Il tema della nostalgia: “Spesse volte mi guardavo da capo a fondo e mi chiedevo: “Sei tu che una volta avevi una sposa che ti preparava il vestito pulito, le scarpe lucide e la pietanza che ti piaceva? Sei tu che una volta vivevi in seno a una famiglia, felice della vita?”

“14 luglio 1945”. Martignoni ritarda nel rientro verso la patria. Si pone tanti perché su quell’epoca e sembra in un certo senso volerci rendere consapevoli del fatto che qualcosa, anche in chi si è salvato dall’esperienza dell’internamento, è morto per sempre. “Vorrei dimenticare tutto; vorrei che questa ombra oscura si cangiasse in un velo bianco, ma purtroppo sarà difficile poiché le zanne della belva tedesca hanno ferito il mio sentimento lasciandone la cicatrice”.
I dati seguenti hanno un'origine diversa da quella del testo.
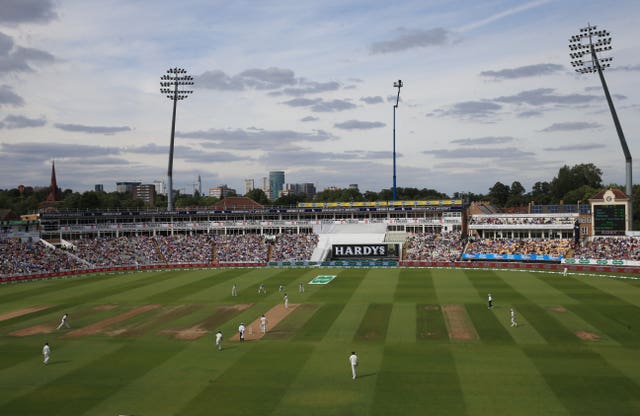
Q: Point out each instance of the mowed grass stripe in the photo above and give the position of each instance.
(546, 325)
(415, 286)
(493, 376)
(418, 380)
(615, 314)
(617, 322)
(341, 288)
(292, 325)
(228, 393)
(318, 325)
(128, 283)
(487, 325)
(584, 382)
(174, 295)
(402, 324)
(585, 293)
(374, 324)
(17, 292)
(16, 352)
(26, 376)
(93, 382)
(430, 324)
(487, 281)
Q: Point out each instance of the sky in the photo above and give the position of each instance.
(307, 87)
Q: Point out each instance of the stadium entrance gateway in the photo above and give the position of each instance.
(322, 279)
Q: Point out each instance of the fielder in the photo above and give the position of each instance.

MUCCI ALVARO Luogo di conservazione dei materiali: Museo storico in Trent. Data di nascita: 3-12-1921; Luogo: Caldana (Grosseto); Occupazione: impiegato alle Poste. Titolo: “Diario di prigionia Germania”. Tipologia: Memoria autobiografica. Descrizione: dattiloscritto, 40 pp.  La memoria ricostruisce il periodo della prigionia in Germania dal giorno della cattura (13 sett. 1943) al ritorno a Rovereto nell’ottobre 1945. Mucci ricorda i frequenti spostamenti: da Kustrin (a 91 km nord-est di Berlino) a Wriezen, a Oderberg, a Berlino, a Spandau; per poi giungere nella bassa Slesia a Seedorf. Viene impiegato in lavori agricoli, successivamente in una segheria; a Berlino lavora presso la “Dinamo Werk”. La memoria insiste sulla questione della scelta per la RSI, sulle durissime condizioni di lavoro, sulla violenza (esercitata non solo dalle guardie ma anche dai capi reparto e dai contadini).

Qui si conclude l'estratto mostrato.